Annotation:Old Aunt Jenny with Her Night-Cap On (1)
X:1 T:Old Aunt Jenny with Her Nightcap on [1] S:Estill Bingham (Ky.) M:C| L:1/8 F:https://www.slippery-hill.com/recording/old-aunt-jenny-her-nightcap Z:Transcribed by Andrew Kuntz K:G B-||BA BA G2 GG|A2G2E3D|BBAA GGBA|D2E2 G4| BBAA GGBB|A2G2E3D|BBAA GGBB|D2E2 G3B|| e4 e4|efgf e2d2|B2B2 dBAA |[M:6/4]G2G2A2G2 E4| [M:C|]e4 e4|efgf e2d2|B2B2 dBAA|[M:6/4]G2B2D2E2 G4||
OLD AUNT JENNY WITH HER NIGHT-CAP ON. Old-Time, Breakdown. USA; West Virginia, Kentucky. G Major. Standard tuning (fiddle). AB. Bruce Greene learned the tune from Estill Bingham (1899-1990) of the Hensley Settlement, Pineville, Bell County, Kentucky, near the Cumberland Gap (where Kentucky, Tennessee and Virginia abut one-another). He played it in G Major, although an 'A' major cross-tuned version was played by Kentucky fiddler Lella Todd [1] (1891-1978). Titon (2001) points out that several different tunes go by this title. He recorded Indiana fiddler Clyde Davenport playing a G tune, unrelated to Bingham's Kentucky tune, that he calls "Old Lank Jenny with Her Nightcap On." Bingham was the youngest of thirteen children, and took up the fiddle at age seven.

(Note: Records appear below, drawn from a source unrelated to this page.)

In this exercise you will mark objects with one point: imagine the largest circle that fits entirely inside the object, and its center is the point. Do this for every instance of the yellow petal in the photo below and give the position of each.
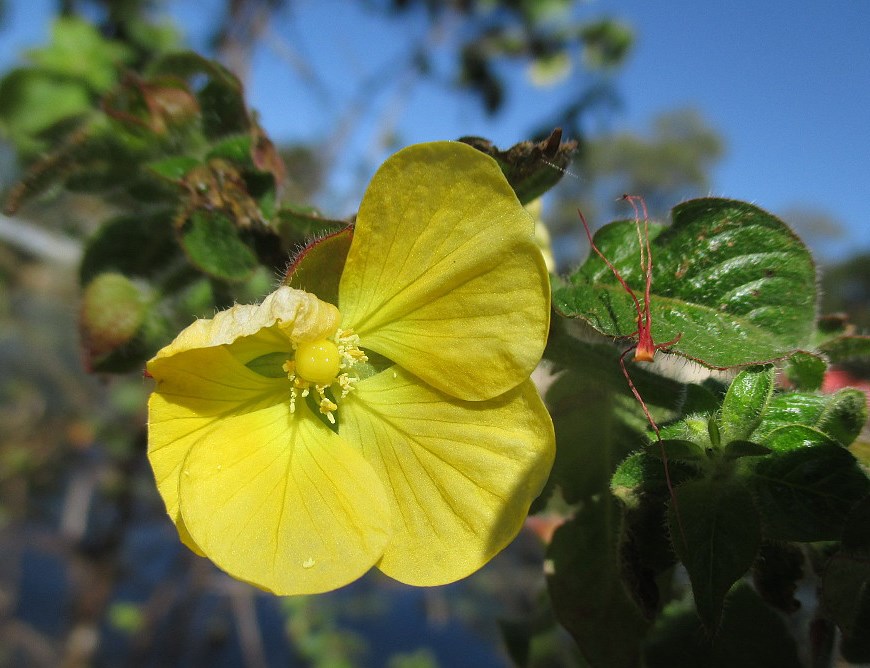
(202, 383)
(199, 392)
(460, 475)
(443, 275)
(284, 503)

Sometimes this ditty (in part, a common floating verse) is sung to the tunes (see also Ira Ford's "Old Aunt Jenny"):
Who's been here since I been gone?
Old Aunt Jenny with her nightcap on.
However, the whole tune sounds quite like a song air and may have had more substantial verses to it at one time. The second strain of Bingham's version is 'crooked', in that the cadence of each phrase of the strain has an extra two beats in the measure.